Dans ce texte, j’ai souhaité revenir plus longuement sur les différentes raisons qui m’ont poussé à voter en faveur de la motion de censure contre le gouvernement Bayrou, suite à son refus de se soumettre à un vote de confiance des député·e·s.

Je vous souhaite une bonne lecture !

Contre le viol de la démocratie

On ne le répètera jamais assez : le président Macron a créé un dangereux précédent en refusant de reconnaitre le résultat des urnes aux législatives de juin 2024. Les français.es avaient placé en tête le NFP au 2nd tour des élections, envoyant ainsi un net refus de voir le RN gouverner le pays, et ce alors que tous les sondages annonçaient sa victoire. La macronie quant à elle était plus affaiblie que jamais, passant de 351      sièges de député.es obtenus en 2017, à 248 sièges en 2022, pour finalement en tomber à 164 lors des élections de juin dernier. Et que fit le monarque présidentiel ? Rien. Il repoussa le choix du premier ministre à la fin de l’été, dans l’espoir ridicule de réussir à diviser le NFP. Il convient de faire un pas de côté pour se rendre compte que le président de la République était prêt à courir le risque de voir le RN prendre le pouvoir. Ayant échoué, puisque le NFP arriva finalement en tête des élections, il ne respecta pas l’esprit démocratique de notre république.

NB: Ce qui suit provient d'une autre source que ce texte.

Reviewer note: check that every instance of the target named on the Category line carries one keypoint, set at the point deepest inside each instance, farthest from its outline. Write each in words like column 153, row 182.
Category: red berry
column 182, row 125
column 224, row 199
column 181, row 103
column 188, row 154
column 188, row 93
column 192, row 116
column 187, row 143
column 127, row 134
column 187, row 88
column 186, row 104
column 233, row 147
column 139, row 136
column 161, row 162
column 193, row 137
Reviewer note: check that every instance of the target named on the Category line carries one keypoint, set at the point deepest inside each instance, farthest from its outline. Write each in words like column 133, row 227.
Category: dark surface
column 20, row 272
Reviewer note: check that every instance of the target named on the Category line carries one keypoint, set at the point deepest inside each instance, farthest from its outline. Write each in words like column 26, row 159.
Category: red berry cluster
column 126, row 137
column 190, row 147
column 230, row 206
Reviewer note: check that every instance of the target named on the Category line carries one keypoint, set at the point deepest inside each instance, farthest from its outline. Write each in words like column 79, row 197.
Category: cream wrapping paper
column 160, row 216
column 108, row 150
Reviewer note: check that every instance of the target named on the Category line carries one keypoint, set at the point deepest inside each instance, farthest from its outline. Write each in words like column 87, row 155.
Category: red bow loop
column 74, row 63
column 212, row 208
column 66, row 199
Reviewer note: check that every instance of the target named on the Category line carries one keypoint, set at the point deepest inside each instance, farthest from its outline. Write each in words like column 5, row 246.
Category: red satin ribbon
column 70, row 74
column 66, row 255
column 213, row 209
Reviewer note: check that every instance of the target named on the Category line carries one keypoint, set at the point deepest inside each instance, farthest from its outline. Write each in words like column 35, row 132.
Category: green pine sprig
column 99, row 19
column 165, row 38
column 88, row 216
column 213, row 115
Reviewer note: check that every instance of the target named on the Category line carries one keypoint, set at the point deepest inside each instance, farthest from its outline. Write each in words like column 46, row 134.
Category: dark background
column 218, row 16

Ainsi, après être passé en force en nommant Michel Barnier premier ministre, ce qui fut un nouvel échec puisque, pour la première fois depuis 1962, un gouvernement fut censuré, il récidiva en nommant François Bayrou premier ministre. C’est le comble de la tartuferie. Le macronisme promettait le changement, et le voici maintenant contraint de recycler nombre de diplodocus de la politique française pour former un gouvernement qui a décidemment des airs de Titanic. Le ridicule est poussé au point de récupérer le traitre en chef, Manuel Valls, pour lui confier un ministère. L’histoire se répète toujours deux fois : « la première fois comme tragédie, la seconde fois comme farce » disait Karl Marx. On en rirait presque si la situation de notre pays n’était pas si grave.

Nous faisons donc de nouveau face à un premier ministre sans majorité et sans légitimité. En l’état, le minimum d’esprit démocratique que nous attendions était le vote de confiance au gouvernement qui fait normalement suite au discours de politique générale. Ce vote permet usuellement de démarquer la majorité de l’opposition. Mais, depuis Élizabeth Borne, il n’y a plus de vote de confiance. Pourquoi ? Les macronistes savent qu’iels n’ont pas de majorité. Voilà donc leur rapport à la démocratie :  voter oui, mais à condition qu’iels gagnent. Nous sommes donc mis face à l’alternative suivante : nous soumettre à un gouvernement illégitime, ou le soumettre à un vote de défiance par une motion de censure. Pour ma part, la soumission au détriment de la démocratie n’est pas et ne sera jamais une option. C’est pourquoi, j’ai voté la motion de censure ce jeudi 16 janvier. Non par sectarisme politique, mais parce que la démocratie n’est pas une variable d’ajustement en république. Nous n’acceptons pas, et nous n’accepterons jamais, que la démocratie ne soit pas respectée. 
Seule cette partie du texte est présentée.